The boxcar has been around since the earliest days of railroading. The basic form has remained relatively constant since the 1830s, but boxcars have seen many adaptations over the centuries. Originally boxcars hauled just about everything that needed protection from the elements. They remain among the most common cars on the rails today.

The General Service Boxcar

The Pulman Standard PS-1 represented the most common type of boxcar in service for much of the 20th Century. Even "boxcar red" became a standard color - although there were many shades.

Basic boxcars are just that, large boxes on wheels usually with a door on each side. Originally constructed of wood, the addition of steel components began in the early 20th Century. Wood and composite cars were still comonly seen in service into the 1950s. From the 1920s to the  1960s, the most common size boxcar was 40 feet in length.  Longer cars for more speciallized loads like finished automobiles began showing up as early as the 1930s. Today’s general service cars are 50 to 60 feet in length.

The standard no-frills boxcar offered tremendous flexibility in service. Lumber, bagged foods, finished manufactured goods, paper and more could all share the same car. This meant more loading opportunities and less empty moves. Some loads required extra care however.

Adaptations and Specializations

The "waffle side" cars featured protrusions on the exterior which held load tie-downs on the interior. Some railroads used boxcars as rolling billboards with dynamic graphics.

For better service, railroads began equipping boxcars with special equipment to better handle different loads. Sometimes these modifications couldn’t be seen from the outside like insulation and special load dividers / restraints on the interior walls. More noticeable but still moderate changes included larger or extra doors, special couplers and draft gear to cushion the car and extended heights.

Some boxcars were modified even further. Roof loading doors were added for grain, flour and clay service cars. This provided a car that was usefull during seasonal harvests but could be kept in service all year long. Insulated cars were useful for temperature-sensitive loads like foods that required stable conditions but not refrigeration. In the 1960s, enormous cars up to 86 feet in length began shipping light-density autoparts.

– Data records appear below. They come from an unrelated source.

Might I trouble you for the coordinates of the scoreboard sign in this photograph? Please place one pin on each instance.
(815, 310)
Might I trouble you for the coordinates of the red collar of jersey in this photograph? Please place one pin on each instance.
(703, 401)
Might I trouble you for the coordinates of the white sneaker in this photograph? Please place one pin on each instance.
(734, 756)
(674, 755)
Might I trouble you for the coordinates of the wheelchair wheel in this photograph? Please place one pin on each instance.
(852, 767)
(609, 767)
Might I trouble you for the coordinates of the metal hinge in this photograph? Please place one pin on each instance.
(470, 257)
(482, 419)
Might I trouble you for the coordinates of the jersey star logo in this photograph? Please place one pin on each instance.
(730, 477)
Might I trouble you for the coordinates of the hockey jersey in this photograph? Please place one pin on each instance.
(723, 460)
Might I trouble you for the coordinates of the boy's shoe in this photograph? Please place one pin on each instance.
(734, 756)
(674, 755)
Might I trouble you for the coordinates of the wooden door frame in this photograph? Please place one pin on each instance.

A gigantic autoparts boxcar gets some attention on the RIP track before heading out for another load of carody panels. Two 40' PS-1's would fit inside comfortably.

Over the past 60 years, more specialized cars like covered hoppers, autoracks and centerbeam flatcars have replaced many of these boxcars.  And trucking has also had a large impact on boxcar ladings. Even still, the classic boxcar will remain a common sight on the rails for decades to come.